Quando lá chegámos, vimos um polícia num daqueles "restaurantes" de colmo na beira da estrada.
- Bom dia Sr. Agente. Sabe onde há um telefone como rede?
- Tá a ver ali as mangueira? Ali tem. Leva este cartão.
- Obrigada Sr. Agente. Quanto lhe devo do cartão?
- São só 200 AKZ mas num tem maka. Não é preciso pagar.
(Agora, quem me conhece, que me imagine com aquela cara de espanto profundo.... aquele espanto de quem já viu muito na vida e achava que já não se conseguia surpreender....)
Chegámos ao cafe.
- Mãe, podemos ligar?
- Ya, claro. Usa só este telefone que é melhor.
Telefone satélite em funcionamento. A estratégica estava delineada: tínhamos de ligar para o chefe dos mecânicos. Como não sabíamos quanto tempo durava o cartão, tínhamos de ser sucintos.
-Tou Costa? É a MauFeitio. Tens de organizar uma operação de resgaste. O veio de transmissão partiu.
- F*****. Estão bem?
- Está tudo bem. Estamos depois do Dondo, a uns 250 km de Viana. Liga para Menongue a dizer que vamos faltar aos próximos check-point. Eles que nos reservem um quarto no Huambo.
- Ok, 15 minutos. Já te ligo.
30 segundos depois Menongue ligou.
- Como estão. Tudo em cima. Faz a reserva do hotel.
- Ok, já vos ligo.
O mecânico ligou passados 10 minutos.
- Vão sair daqui 2 mecânicos ao teu encontro. Eles levam outra carrinha para tu seguires viagem. Eles vão tirar o veio e voltam para trás com as 4 ligadas e a tracção da frente a funcionar. Mas espera mais 5 minutos. Ligo quando sairem porta fora.
Menongue de novo.
- 2 quartos de hotel reservados.
- Ok, ligamos quando tivermos rede.
Pronto, operação "Salvar a MauFeitio" em curso. Agora era esperar. Já agora, que tal almoçar ali no tasco de colmo? Adrenalina acalmada com 2 Eka geladas e um almoço magnífico de espetadas de moelas, salsichas de churrasco e funge de milho com molho de um estufado óptimo de um bicho estranho. Há muito tempo que um almoço não me sabia tão bem!!! E a cara de felicidade da dona do tasco:
- Não é normal ver brancos aqui que gostam de funge.
- Este funge está óptimo!
E juro que não estava a mentir. Estava mesmo bom.

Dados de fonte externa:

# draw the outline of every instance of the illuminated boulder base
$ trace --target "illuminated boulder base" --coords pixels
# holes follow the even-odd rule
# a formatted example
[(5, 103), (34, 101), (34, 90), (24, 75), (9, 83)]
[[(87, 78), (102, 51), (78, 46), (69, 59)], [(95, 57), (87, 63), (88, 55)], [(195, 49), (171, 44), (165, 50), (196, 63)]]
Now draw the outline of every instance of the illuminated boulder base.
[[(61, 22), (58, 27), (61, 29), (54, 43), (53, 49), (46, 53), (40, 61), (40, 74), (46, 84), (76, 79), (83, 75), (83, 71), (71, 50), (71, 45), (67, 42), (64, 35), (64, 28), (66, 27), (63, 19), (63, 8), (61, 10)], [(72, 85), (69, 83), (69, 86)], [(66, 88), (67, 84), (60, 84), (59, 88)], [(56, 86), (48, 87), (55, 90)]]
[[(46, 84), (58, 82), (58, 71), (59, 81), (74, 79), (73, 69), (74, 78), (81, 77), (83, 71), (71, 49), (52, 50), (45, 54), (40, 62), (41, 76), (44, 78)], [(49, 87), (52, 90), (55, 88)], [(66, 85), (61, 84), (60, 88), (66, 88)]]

Nesta altura já ríamos à gargalhada!! As Ekas continuaram a vir.
Regressámos para a carrinha (desta vez à boleia numa caixa aberta, sentados em cima dos sacos de carvão, com as batatas, as cebolas, tomates e abóboras por companhia). A tarde foi passada na aldeia, sentados numas cadeiras à sombra de uma árvore na companhia de uma família que veio à aldeia para o óbito da mãe. Falámos, brincámos com os putos.
Por volta das seis da tarde chegaram os mecânicos. O ar de felicidade quando nos viram dizia tudo! "Estão inteiros!!!. Meia hora de trabalho mais tarde, o veio estava retirado e a carrinha pronta a andar. Fomos beber mais umas Eka para celebrar. Eles voltaram para Luanda. Nós seguimos para o Huambo.
Sãos e salvos!!

Comentários

MJ disse…
Tudo está bem quando acaba bem!
Que aventura mulher :)
SofiAlgarvia disse…
OjMaufeitio!
Tu tem sorte, branca!
:)
Tobias disse…
:) é bom quando somos surpreendidos pela positiva. Guarda como um tesouro!
Beijos
M disse…
tudo está bem qdo acaba bem:) essas Ekas devem ter sabido pela vida!
tasjaber disse…
Quer dizer, a carrinha tinha tracção às quatro mas sempre foi mais divertido seguir a pé ;)
Sandra Coelho disse…
tasjaber, o carro não andava! não achas que é pedir muito dos meus não existenets conhecimentos de mecãnica saber que aquilo andava se ligasse as 4? seja como for, estava um ferro a arrastar, não ia tirar o carro dali :)
tasjaber disse…
Para a próxima, andas com um arame,um alicate, atilhos rápidos (aqueles de prástico) no carro e um canivete suiço na bolsa. Consegues resolver 50% dos problemas que possam surgir. Se tiveres por companhia o Macgiver, só precisas de pastilha elástica e uma mini-saia e um cinto, hehehe.
No teu caso, apenas precisavas de segurar o veio com um arame para não ir a arrastar e lá seguias devagarinho ao sabor do ar-condicionado.
Isso que te aconteceu, já me aconteceu a mim no meu velho Land Rover, e olha que não segui a pé.
Seja como for, ainda bem que não te aconteceu nada de mal!